The moment Right Vision arises:

  • Knowledge becomes Right Knowledge

  • Devotion becomes Right Devotion

  • Conduct becomes Right Conduct

Without this, even noble and virtuous actions remain within the domain of Shubh Karma.

Shubh Karma refines outer experience, worldly comforts, path to the beneficial inclination.
It does not directly terminate bondage.


The Subtle but Essential Shift

Therefore, the instruction is not to abandon action.

Actions may and should continue.

But simultaneously, there must be:

A continuous weaving of awareness
An uninterrupted inner orientation toward the witnessing self

This sustained awareness creates the condition
for the emergence of Right Vision.


The Gateway

And this is the decisive statement:

Samyak Darshan is the gateway to liberation.

It is not symbolic.
It is functional.

It marks the transition from:

  • Identification → Observation

  • Bondage → Dissolution

  • Knowledge → Right Knowledge


What is Liberation?

Liberation (Moksha) is not a place.

It is not a destination in space or time.

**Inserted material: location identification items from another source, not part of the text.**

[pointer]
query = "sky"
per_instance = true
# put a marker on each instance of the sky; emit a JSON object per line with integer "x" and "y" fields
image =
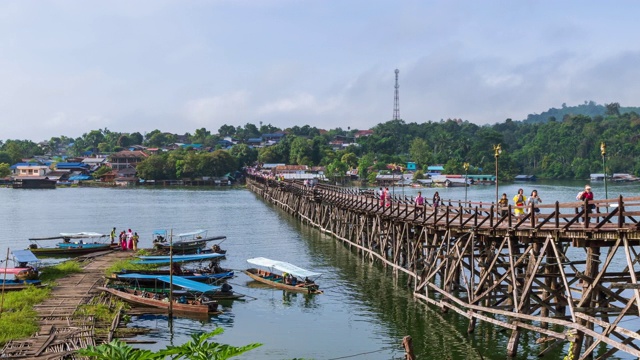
{"x": 69, "y": 67}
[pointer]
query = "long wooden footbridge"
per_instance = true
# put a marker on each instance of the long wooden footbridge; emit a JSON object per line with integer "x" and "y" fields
{"x": 62, "y": 329}
{"x": 564, "y": 273}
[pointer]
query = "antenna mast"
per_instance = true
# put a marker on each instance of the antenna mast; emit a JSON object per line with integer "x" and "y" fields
{"x": 396, "y": 100}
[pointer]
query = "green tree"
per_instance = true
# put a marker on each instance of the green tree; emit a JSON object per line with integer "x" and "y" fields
{"x": 269, "y": 154}
{"x": 244, "y": 154}
{"x": 5, "y": 170}
{"x": 226, "y": 130}
{"x": 198, "y": 348}
{"x": 300, "y": 151}
{"x": 350, "y": 159}
{"x": 217, "y": 163}
{"x": 337, "y": 170}
{"x": 152, "y": 168}
{"x": 419, "y": 152}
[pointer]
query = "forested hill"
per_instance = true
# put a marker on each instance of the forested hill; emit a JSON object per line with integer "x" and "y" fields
{"x": 589, "y": 108}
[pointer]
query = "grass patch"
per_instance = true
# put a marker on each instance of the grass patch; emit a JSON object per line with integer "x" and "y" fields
{"x": 51, "y": 273}
{"x": 102, "y": 313}
{"x": 127, "y": 264}
{"x": 18, "y": 320}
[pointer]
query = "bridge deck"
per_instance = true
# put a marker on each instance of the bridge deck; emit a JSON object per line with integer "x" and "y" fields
{"x": 61, "y": 332}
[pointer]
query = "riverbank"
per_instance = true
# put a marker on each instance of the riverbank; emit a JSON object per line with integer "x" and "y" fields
{"x": 61, "y": 330}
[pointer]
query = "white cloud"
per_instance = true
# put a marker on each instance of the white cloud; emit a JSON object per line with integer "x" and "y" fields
{"x": 203, "y": 111}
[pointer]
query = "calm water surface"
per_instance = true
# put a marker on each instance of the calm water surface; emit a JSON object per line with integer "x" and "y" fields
{"x": 364, "y": 313}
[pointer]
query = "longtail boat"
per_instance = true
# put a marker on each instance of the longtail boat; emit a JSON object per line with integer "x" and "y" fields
{"x": 187, "y": 243}
{"x": 289, "y": 278}
{"x": 166, "y": 259}
{"x": 207, "y": 274}
{"x": 163, "y": 283}
{"x": 73, "y": 244}
{"x": 14, "y": 285}
{"x": 23, "y": 271}
{"x": 181, "y": 304}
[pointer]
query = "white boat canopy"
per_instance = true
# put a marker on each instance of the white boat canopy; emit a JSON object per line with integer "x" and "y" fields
{"x": 284, "y": 267}
{"x": 202, "y": 233}
{"x": 80, "y": 235}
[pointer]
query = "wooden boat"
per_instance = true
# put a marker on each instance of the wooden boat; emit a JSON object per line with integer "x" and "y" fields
{"x": 140, "y": 284}
{"x": 166, "y": 259}
{"x": 15, "y": 284}
{"x": 187, "y": 243}
{"x": 23, "y": 271}
{"x": 289, "y": 279}
{"x": 196, "y": 307}
{"x": 150, "y": 276}
{"x": 212, "y": 273}
{"x": 84, "y": 244}
{"x": 26, "y": 273}
{"x": 197, "y": 302}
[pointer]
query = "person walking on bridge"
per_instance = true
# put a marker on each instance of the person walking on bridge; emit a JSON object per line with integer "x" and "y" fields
{"x": 534, "y": 200}
{"x": 588, "y": 196}
{"x": 419, "y": 203}
{"x": 520, "y": 200}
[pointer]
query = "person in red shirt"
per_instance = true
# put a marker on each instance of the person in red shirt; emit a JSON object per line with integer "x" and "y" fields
{"x": 588, "y": 196}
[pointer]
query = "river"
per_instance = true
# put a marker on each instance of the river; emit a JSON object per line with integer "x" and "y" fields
{"x": 364, "y": 313}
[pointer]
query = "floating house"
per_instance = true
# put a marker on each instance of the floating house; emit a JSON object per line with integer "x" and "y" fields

It is the state of Purity of the Self.

As stated in Shri Atmasiddhi Shaastra:

“Moksh Kahyo Nij Shuddhata, Te Paame Te Panth…”
Liberation is one’s own pure nature;
the path is that which leads to its realization.


Closing Reflection

This journey is not limited to a doctrine, a community, or a belief system.

It is the most fundamental journey of the soul:

From identification
To awareness
From awareness
To Right Vision
From Right Vision
To complete freedom

The soul, bound since beginningless time,
continues its journey across infinite cycles.

But the same soul,
upon right understanding and right vision,
is capable of complete freedom.

The question, therefore, is no longer about time.

It is about clarity.

And that clarity, once seen, Transforms everything.